Запольский всегда делал инспекторские смотры аккуратно и добросовестно. Поэтому на смотрах 1854 года не могли не обнаружиться все беспорядки по второй пехотной бригаде. Запольский, как что нашел, так и поместил все во всеподданнейшем отчете о своем осмотре. Муравьев страшно встревожился. Он знал, что если будет назначено следствие, то не миновать беды двум его любимцам, вышеупомянутому Сеславину и поляку Кукелю, который заведовал постройками и страшно все их запутал. Поэтому Муравьев, возвратя Запольскому отчет, убедительно просил его переменить; но Запольский, разумеется, не мог на это согласиться, не разрушив все основания службы и не освятив полной безнаказанности за противозаконные поступки и беспорядки. С тех пор стали всячески подкапываться под него и стараться всеми мерами выжить его, тем более что при дальнейшем пребывании Запольского в управлении неминуемо должны были открыться и все возмутительные дела, совершаемые в угоду Муравьеву и тайком от Запольского верхнеудинским исправником Беклемишевым.
Если по справедливости можно за что-либо обвинять Запольского, то это, конечно, за то, что он сам же дал ход по службе такому негодяю, как Беклемишев единственно по убеждению в личной преданности его к себе и в надежде, что по этой преданности он его обманывать не будет.
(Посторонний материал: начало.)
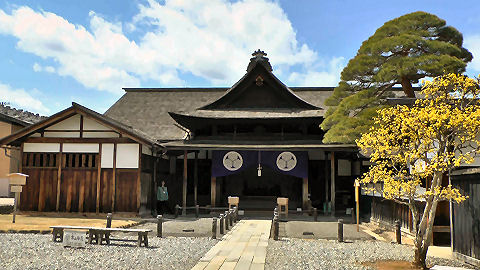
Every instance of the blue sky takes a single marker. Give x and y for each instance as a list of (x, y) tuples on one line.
[(55, 52)]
Впрочем, надо прибавить, что это такая слабость, от которой свободны немногие начальники, и я имел полное право высказать это Козакевичу, когда он, оправдываясь передо мною в разных злоупотреблениях, в которых обвинялось его управление Приморскою областью, вздумал было защищать одного своего чиновника следующими словами: «Все это несправедливо: он хороший человек, а главное, лично мне преданный человек», но, спохватившись, что слишком много проговорился, поспешил прибавить: «Я это так говорю; впрочем, это ничего не значит».